Certaines modalités du médecin traitant restent mal perçues. Seuls 36 % des libéraux jugent que la pénalisation des patients «hors parcours» est une bonne décision. Une majorité de médecins (63 %) ne croient pas que les objectifs d’économies régionalisés (dans le cadre de la maîtrise médicalisée) permettront d’optimiser leurs prestations. Sans surprise, l’immense majorité des libéraux (85 %) jugent que les efforts demandés (prescriptions, protocoles, référentiels...) ne sont pas équitablement partagés avec l’hôpital. Pour la FMF, ce sentiment d’injustice du monde libéral est même «un des éléments majeurs du malaise».
Les autres grandes réformes récentes de l’exercice ne suscitent pas d’adhésion massive. Si une (courte) majorité de libéraux estiment désormais que la télétransmission est une évolution «souhaitable»,ils n’épargnent pasla nouvelle nomenclature technique (la Ccam est «critiquable» pour 48 % d’entre eux, «inacceptable» pour 25 %).
Sans doute, faute de lisibilité, les chantiers du dossier médical personnel (DMP) et de l’évaluation des pratiques professionnelles (EPP) laissent les médecins perplexes (en témoigne le grand nombre de « sans avis »).

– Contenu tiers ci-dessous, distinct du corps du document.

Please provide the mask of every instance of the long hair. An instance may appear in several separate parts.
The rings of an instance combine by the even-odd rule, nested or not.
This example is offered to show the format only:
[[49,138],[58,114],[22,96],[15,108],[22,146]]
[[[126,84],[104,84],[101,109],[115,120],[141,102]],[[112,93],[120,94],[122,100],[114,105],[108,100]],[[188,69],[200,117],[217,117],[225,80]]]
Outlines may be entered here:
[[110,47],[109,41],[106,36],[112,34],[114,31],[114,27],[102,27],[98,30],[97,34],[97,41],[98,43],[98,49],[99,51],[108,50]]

Du moins le gouvernement pourra-t-il se réjouir du faible pourcentage de rejet de ces deux réformes puisque 15 % des médecins libéraux considèrent que le DMP est une évolution «inacceptable» (11 % pour l’EPP).
(1) La société de marketing Réponse Directe a assuré le traitement informatique et statistique de cette enquête. A noter que les hommes sont surreprésentés dans l’échantillon (76 %). Les 46/60 ans représentent 67 % des réponses, les généralistes 44 %, les spécialistes 47 % et les MEP 6 %. Les médecins qui ont répondu exercent majoritairement en milieu urbain (61 %) ou semi-urbain (23 %) et en secteur I (72 %).